Ginger & Rosa (2012)

Director: Sally Potter

Writer: Sally Potter

Stars: Elle Fanning, Alice Englert, Christina Hendricks, Alessandro Nivola

Ginger & Rosa takes place in 1962 London, when the Cold War held the world at a standstill. But the mood of the film is not as gloomy as the plotline and color palette would suggest. Actually, the film is more dull than gloomy.

ginger.pngginger-and-rosa-20.pngG&R feels like an exposé or a series of photographs, something that should be seen in print rather than a full-length film. That being said, the consistency of the color scheme is impeccable: cool tones of blue, brown and forest green wash over every frame. The fashion and furniture blend in with their surrounding landscape. G&R has the aesthetic of Inside Llewyn Davis without the wit. But then again, the film is a melodrama and is definitely not directed by the Coen Bros.

G&R is written and directed by Sally Potter, an acclaimed English filmmaker and former choreographer who is known largely for her adaptation of Virginia Woolf’s Orlando. Potter’s script is incredibly minimalistic and mostly consists of brief, pointed interactions between characters. The writing is technical and articulate. I enjoyed its quiet simplicity at first, though my appreciation eventually turned to frustration. Ginger is the main character yet she drives almost none of the narrative. In fact for the majority of the film, it feels like we hardly know her at all. The script tries to tell us who she is via the opinions of supporting characters. We are meant to believe that Ginger is a “radical” (this description is used several times by her parents and family friends) yet even her protests feel passive. Ginger is also a self-proclaimed poet, and many scenes feature the young author drafting poetry. Next to Rosa, the expression-less, rather apathetic best friend, we would hope that Ginger would stand out. But if not for Elle Fanning’s poignant performance, her character would have fallen flat.

G&R is in large part a coming-of-age drama, so themes of mortality and the teenage notion of forever are inherently embedded in its script. Ginger seems to understand all too well the fallacy of forever; she is wiser and more mature than Rosa, who seeks “everlasting love.” Ginger is the only character who is seriously concerned with potential oblivion and is sensitive to the instability of her immediate and global surroundings. Ginger’s father is emotionally unavailable and essentially abandons her, falling Lolita-style for her best friend. This betrayal is not unknown territory: American Beauty addresses the attraction between a young woman’s father and her best friend, but it is based more in fantasy than reality. American Beauty works because the characters are motivated by lust and imagination, whereas in G&R, the relationship between an older man and a young woman simply happens. The main conflict thus feels forced and unrealistic.

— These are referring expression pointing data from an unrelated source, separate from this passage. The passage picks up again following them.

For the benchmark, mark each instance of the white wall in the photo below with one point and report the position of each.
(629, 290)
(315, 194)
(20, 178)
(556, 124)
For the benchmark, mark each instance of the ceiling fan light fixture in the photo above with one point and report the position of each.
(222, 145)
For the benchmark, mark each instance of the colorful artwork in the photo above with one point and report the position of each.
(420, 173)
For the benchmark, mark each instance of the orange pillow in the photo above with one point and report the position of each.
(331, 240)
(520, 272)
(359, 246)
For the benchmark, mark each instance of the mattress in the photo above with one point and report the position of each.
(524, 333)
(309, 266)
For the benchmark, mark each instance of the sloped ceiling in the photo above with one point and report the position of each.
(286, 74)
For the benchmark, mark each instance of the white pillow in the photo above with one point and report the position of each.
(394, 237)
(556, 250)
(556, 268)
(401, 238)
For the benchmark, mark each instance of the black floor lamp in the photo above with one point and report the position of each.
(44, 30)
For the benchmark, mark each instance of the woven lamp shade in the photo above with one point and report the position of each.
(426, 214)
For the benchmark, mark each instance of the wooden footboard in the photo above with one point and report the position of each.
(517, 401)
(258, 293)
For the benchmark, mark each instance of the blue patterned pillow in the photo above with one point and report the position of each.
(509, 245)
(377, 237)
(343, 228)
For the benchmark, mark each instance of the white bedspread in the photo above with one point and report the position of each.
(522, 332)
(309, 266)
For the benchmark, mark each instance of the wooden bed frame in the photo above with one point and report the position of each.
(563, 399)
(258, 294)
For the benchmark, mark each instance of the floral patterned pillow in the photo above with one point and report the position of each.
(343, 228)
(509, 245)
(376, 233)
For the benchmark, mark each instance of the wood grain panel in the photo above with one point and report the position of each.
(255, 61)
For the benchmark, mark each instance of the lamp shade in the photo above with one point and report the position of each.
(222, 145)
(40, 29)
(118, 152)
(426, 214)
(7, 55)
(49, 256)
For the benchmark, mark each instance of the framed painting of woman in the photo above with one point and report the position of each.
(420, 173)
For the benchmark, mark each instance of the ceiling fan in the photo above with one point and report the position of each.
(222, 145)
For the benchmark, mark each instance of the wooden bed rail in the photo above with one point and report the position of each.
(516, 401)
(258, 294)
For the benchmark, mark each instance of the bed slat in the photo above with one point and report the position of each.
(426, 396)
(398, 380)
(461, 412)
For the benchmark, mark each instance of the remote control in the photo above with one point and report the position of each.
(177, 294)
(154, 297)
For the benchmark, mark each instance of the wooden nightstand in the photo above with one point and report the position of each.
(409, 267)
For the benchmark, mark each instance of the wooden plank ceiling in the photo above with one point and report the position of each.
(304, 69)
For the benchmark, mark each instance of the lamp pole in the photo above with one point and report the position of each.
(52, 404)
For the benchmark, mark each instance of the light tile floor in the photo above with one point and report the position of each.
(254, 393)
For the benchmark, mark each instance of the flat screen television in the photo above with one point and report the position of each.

Unfortunately, the film focuses largely on girls’ interactions with men rather than their own friendship. While attention from men is part of many (straight) women’s teenage-hood and is one trope of the coming-of-age story, these repeated flirtations distract from the story rather than add to it. The girls get picked up by men at pubs and accept rides from strangers, actions that speak more to played-out, gendered roles than wild and reckless fun. I think the trailer’s promises of lighthearted adventure fall short here.

A little over an hour into the film, a shift occurs that saves the story. The slow burning pieces of narrative boil together to reach a climax—when Ginger breaks down and the father’s secret is finally revealed. Finally I see the director’s intention: G&R is about a family in crisis. The Cold War backdrop acts as a nice analogy for the instability of Ginger’s world. But ultimately she must face her emotions on the conflict at hand: the betrayal by her best friend and by her father. The threat of the bomb now feels less real than the family’s ultimate implosion.

If nothing else, Ginger & Rosa is an undeniably pretty film. I’m not suggesting you skip the first hour of the movie, although you may want to watch it on mute. (Save for the wonderful soundtrack, of course.)